Entre os argumentos da ALBOA para avançar para o fundo à revelia da CMVM, estão o facto de “o ‘misseling’ ser apenas uma expressão que nem sequer existe” no ordenamento jurídico português, e “nem é um instituto que tenha servido de base a qualquer sentença” em Portugal.

“[misseling] é apenas um chavão para um conjunto de práticas desconformes identificadas no Código de Valores Mobiliários”, adiantou o presidente da ALBOA, argumentando ainda que a CMVM “não é um tribunal” e “não pode decidir sobre estas matérias, nem teve acesso a documentação suficiente” para tomar a decisão anunciada no parlamento.

Jacinto Silva defende ainda, perante a decisão da CMVM de não existir ‘misseling’, o recurso a uma outra intermediação através da constituição de comissões arbitrais, uma possibilidade que, segundo disse, tem já o apoio do bastonário da Ordem dos Advogados para a liderar, caso a CMVM não o faça.

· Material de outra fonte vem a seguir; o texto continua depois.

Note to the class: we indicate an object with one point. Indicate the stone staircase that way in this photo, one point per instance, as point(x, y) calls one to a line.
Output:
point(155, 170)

A ALBOA, na conferência, anunciou ainda a intenção de solicitar, “com caráter de urgência”, uma audiência com as bancadas parlamentares, e ainda pedir ao Governo que emita uma “garantia sustentada dos direitos jurídicos” dos lesados do Banif.

Em dezembro de 2015, o Banif foi alvo de uma medida de resolução, por decisão do Governo e do Banco de Portugal, que alegadamente lesou clientes que pedem uma compensação das perdas, à semelhança da solução encontrada para os lesados do papel comercial vendido pelo BES.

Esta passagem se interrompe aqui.